Maximilien saisit dans la poche de sa veste une cuillère à café et une petite fiole.

Pour retrouver une reine fourmi, il suffirait de suivre le trajet des couvains et de remonter à leur source. Or, ici, il n'y avait pas de couvains. Peut-être la reine 103e était-elle stérile?

Il se souvint alors que l'avocat général avait signalé que cette sexuée portait une marque jaune sur le front. Très bien, mais toutes ces maisons pouvaient dissimuler des centaines de fourmis avec des marques jaunes sur le front. Il fallait donc les en faire sortir pour les rassembler en un lieu ouvert où il n'y aurait plus de toit pour les dissimuler.

Il remonta, fureta et trouva un bidon de pétrole. Il répandit ce poison.

Dans la panique, les gens révèlent toujours leurs secrets. Maximilien savait qu'aux premiers effluves de son noir venin, les fourmis se précipiteraient pour sauver leur reine. Si dégénérés que soient ces insectes initiés aux secrets des hommes, ils avaient forcément conservé en eux le besoin de sauver la reine.
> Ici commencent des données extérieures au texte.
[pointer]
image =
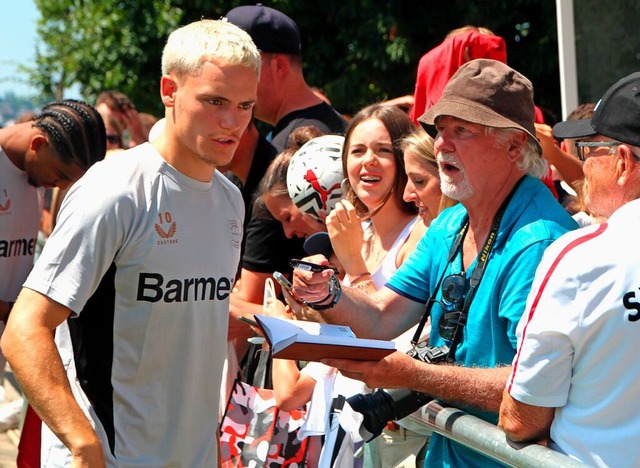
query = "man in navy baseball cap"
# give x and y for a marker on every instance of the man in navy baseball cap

Il déversa le pétrole en partant du coin droit le plus élevé. Le liquide noir, visqueux et puant, coula lentement, dévalant les avenues, noyant les maisons, inondant les jardins et les usines. Un raz de marée noir envahit la ville.

Ce fut la panique. Des fourmis jaillirent des maisons pour s'engouffrer dans leurs voitures et gagner au plus vite les autoroutes. Mais les autoroutes étaient déjà poisseuses.

Le canal n'était pas en meilleur état, son eau claire était devenue huileuse et sombre, les roues des bateaux à vapeur s'y engluaient.

Les fourmis semblaient surprises que les Doigts qui les avaient tant aidées permettent à présent une telle catastrophe. On avait l'impression qu'elles s'attendaient à une intervention rapide du ciel pour les sauver, mais la seule intervention fut celle d'une cuillère d'Inox qui patrouillait au-dessus de la marée noire.

Maximilien fouillait les artères de la ville. Soudain, il remarqua de l'agitation autour d'un immeuble plus grand que les autres.

Le commissaire approcha sa loupe. Il était sûr que la reine allait apparaître maintenant. Et, en effet, des fourmis surgirent avec, toujours à bout de pattes, une des leurs marquée de jaune sur le front.

La reine 103e. Le policier la tenait enfin!

Profitant de l'effet de surprise et des embarras de la circulation, il plongea sa cuillère et attrapa la souveraine. Promptement, il la jeta dans un sachet de plastique qu'il scella.